Costumes: Solid Colors
Costumes are integral to Dario Zucchi’s photographic strategy. Solidly colored outfits lend themselves to parallels with large color designs. At times Zucchi selects a simply dressed figure in green or red to engage with a similar color composition (figs. 193, 374, and 375). In other examples of his work someone wearing solid clothes may be connected to a single tone in a multi-colored painted background (fig. 052). In some instances Zucchi chooses a visitor with an outfit that matches two solid colors in a design (figs. 051 and 272). The woman standing before the Jim Dine painting has not only two analogous colors but the visual pun is emphasized by her parallel pose to the robe featured in the artwork (fig. 179). The posture also evokes an attitude of triumph or defiance. In Zucchi’s work a pose also can suggest a state of mind that a viewer might normally infer from a facial expression.

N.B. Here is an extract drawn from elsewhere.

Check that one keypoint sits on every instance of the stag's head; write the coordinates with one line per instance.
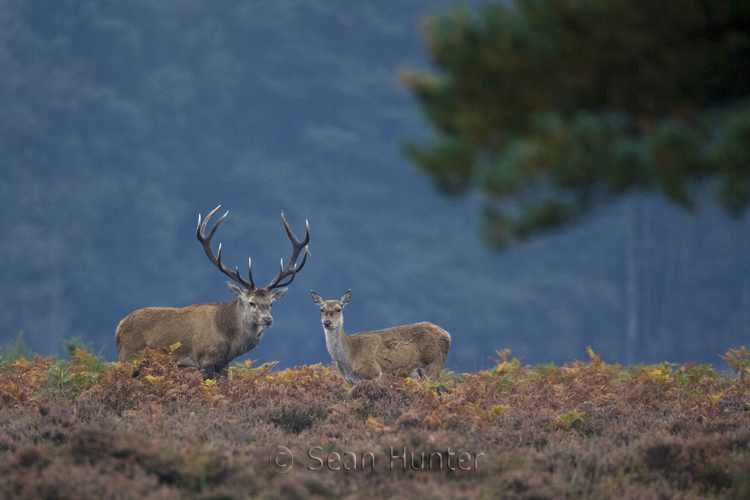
(332, 311)
(255, 303)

The man positioned in front of the Morris Louis painting has his hands at his sides in what may be interpreted as a resigned attitude (fig. 427).
One of Zucchi’s cleverest juxtapositions is that of a woman attired in yellow in front of a large yellow construction by Carmen Herrera (fig. 387). The color itself would have been sufficient to attract the artist’s lens, but the inclusion of the two eyes decorating the back of the garment adds wit to the photograph.

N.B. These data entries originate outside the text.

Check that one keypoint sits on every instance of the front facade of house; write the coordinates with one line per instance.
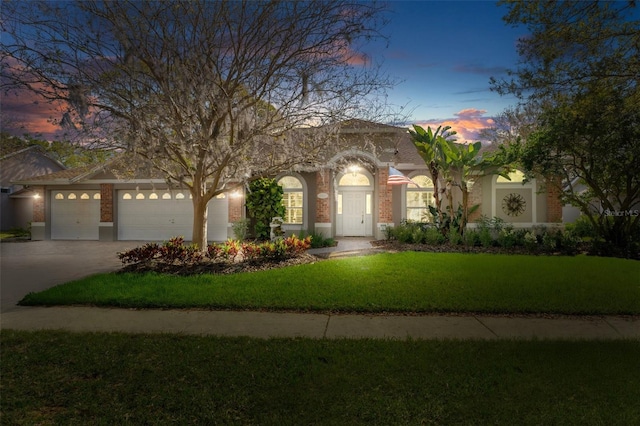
(348, 196)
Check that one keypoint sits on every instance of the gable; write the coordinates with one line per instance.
(26, 163)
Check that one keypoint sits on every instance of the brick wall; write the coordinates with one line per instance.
(323, 205)
(385, 197)
(38, 204)
(106, 202)
(554, 205)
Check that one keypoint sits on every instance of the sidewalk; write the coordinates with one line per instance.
(58, 262)
(317, 326)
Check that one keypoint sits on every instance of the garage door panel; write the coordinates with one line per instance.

Another of Zucchi’s approaches is to choose an appropriately dressed person, in correct scale, to illusionistically interact with figures and environment in the background. In one of the artist’s images a female museum visitor appears to step on to the pavement in a Paul Chan photograph (fig. 064). Perhaps the young woman, dressed in a black top and blue jeans, is gazing at the African-American man wearing a blue shirt and black shorts. Or perhaps she has stopped to read the sign that he is holding. In either event Zucchi creates the illusion that the onlooker has been absorbed into the fictive space of the photograph. With similar intent, Zucchi places a standing figure in a white jacket in front of a painting by Julio Larraz (fig. 066). The young man, seen from behind, appears ready to join a bearded man in a boat, perhaps in front of the whale tank of an aquarium. As viewers we accept the fiction of these figures’ interaction as we marvel at Zucchi’s ingenuity.